Arutz Sheva's Yoni Kempinski spoke to Hungarian politicians on Monday, as part of the coverage of the annual presidium of the Rabbinical Center of Europe (RCE) in Budapest.
"Although the governing party, Fidesz, and the Prime Minister are not anti-Semites, they are raising radical voices - and supporting radical voices, anti-status-quo voices," Viktor Szigetvári, Co-Chairman of Hungary's Opposition party, told Kempinski. "The Prime Minister in this term is fighting against foreigners, fighting against bankers, fighting even sometimes against the European Union."
"The problem is [that] the Prime Minister, because of his electoral interest - though he's not an anti-Semite himself - is not separating himself from a radicalism party because he may lose from that electorally," he added.

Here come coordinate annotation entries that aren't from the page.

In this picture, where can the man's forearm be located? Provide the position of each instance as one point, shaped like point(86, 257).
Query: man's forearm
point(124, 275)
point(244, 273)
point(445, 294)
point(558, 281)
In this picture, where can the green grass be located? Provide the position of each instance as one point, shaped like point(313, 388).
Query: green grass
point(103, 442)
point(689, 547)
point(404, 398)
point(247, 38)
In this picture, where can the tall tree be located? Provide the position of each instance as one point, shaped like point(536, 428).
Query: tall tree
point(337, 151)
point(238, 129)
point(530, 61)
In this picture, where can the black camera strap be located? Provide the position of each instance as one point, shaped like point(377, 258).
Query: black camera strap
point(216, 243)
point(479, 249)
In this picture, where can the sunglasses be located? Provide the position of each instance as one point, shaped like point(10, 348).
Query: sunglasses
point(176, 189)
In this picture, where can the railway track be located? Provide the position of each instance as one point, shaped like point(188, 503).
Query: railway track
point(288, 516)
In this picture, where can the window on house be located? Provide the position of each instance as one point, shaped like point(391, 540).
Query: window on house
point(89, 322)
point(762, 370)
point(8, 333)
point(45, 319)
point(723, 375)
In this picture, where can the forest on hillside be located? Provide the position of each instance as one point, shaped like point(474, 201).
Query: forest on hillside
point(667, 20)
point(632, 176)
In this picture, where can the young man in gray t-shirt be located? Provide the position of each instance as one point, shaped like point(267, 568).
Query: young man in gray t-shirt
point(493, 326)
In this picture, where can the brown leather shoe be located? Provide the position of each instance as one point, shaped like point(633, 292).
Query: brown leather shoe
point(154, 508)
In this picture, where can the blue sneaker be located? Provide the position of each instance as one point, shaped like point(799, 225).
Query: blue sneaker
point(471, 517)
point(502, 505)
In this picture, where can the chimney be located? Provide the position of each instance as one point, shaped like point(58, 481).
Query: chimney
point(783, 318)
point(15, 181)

"My contribution was to make clear the difference between the ruling party, Fidesz, which is the ruling party right now in Hungary and has the greatest support, and the extreme right party [Jobbik - ed.], which is a completely different kind of organization," noted Dr. Kumin Ferenc, Deputy State Secretary for International Communications. "[Jobbik] has nothing to do with the coalition [...] this distinction is very important to me.
Politicians from both the Opposition party and the ruling party, Fidesz, strove to talk to Israeli press representatives at the event, which discusses anti-Semitism in Hungary.
Anti-Semitism in Hungary is a serious issue, and has recently been stoked by the openly anti-Semitic Jobbik party. In November of 2012, one of its members released a statement saying that a list should be compiled of all of the Jewish members of government. He was followed by another Jobbik member who called publicly for the resignation of a fellow MP who claimed to have Israeli citizenship.
Hungarian Prime Minister Viktor Orban has pledged to fight anti-Semitism, which he said was "unacceptable and intolerable," but has been criticized for not doing enough.